In light of recent attacks on SSL/TLS communication, people have been asking about ways to improve the security of SSL webserver communication. Several great solutions have been mentioned in the following links (example 1, 2, 3 and blog posting).
There is a general agreement that if a network administrator uploads the website's SSL public key (or its hash) into DNS, security could be improved
The drawbacks of the proposed solution is that:
All recommendations for this particular solution require DNSSec, which adds complexity and has a cost associated with it.
Client software (browsers, Operating Systems) will require an update to actually check DNS for certificate information
In the spirit of providing immediate relief to the very broad security issue at hand, I'm questioning the assumed requirement of DNSSec. By removing this requirement, and simply allowing the website owner to dictate the SSL intermediates (or specific public keys) they want to use via DNS, we allow the content publisher (or e-commerce site) to declare what is trusted, and therefore make some attack vectors much (much) more difficult to overcome.
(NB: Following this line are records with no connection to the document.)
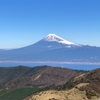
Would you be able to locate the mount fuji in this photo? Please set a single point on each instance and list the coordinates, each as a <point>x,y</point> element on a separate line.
<point>53,48</point>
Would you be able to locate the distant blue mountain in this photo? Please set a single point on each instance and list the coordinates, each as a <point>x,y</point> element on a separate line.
<point>53,48</point>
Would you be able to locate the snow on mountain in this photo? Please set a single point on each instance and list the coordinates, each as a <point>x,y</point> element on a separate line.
<point>54,37</point>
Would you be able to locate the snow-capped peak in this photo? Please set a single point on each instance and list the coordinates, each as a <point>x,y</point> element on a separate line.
<point>54,37</point>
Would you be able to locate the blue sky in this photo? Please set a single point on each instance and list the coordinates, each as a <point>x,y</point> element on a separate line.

Is DNSSec required for public key/hash distribution?
- According to this link, DNS hacking is not a concern for the majority of users on the internet. Notable exceptions include WiFi users and certain SoHo routers are of concern. If DNSSec is only needed for these edge cases, why delay implementation for a borderline technology?
Are there any threat models comparing using regular DNS as a repository as opposed to DNSSec?
- The premise of this question assumes that although using regular DNS is imperfect, it does make great strides protecting users against a general, system-wide vulnerability.
What should be stored, the hash, or the full public key?
How difficult would it be for vendors to support this extra validation of a SSL/TLS certificate?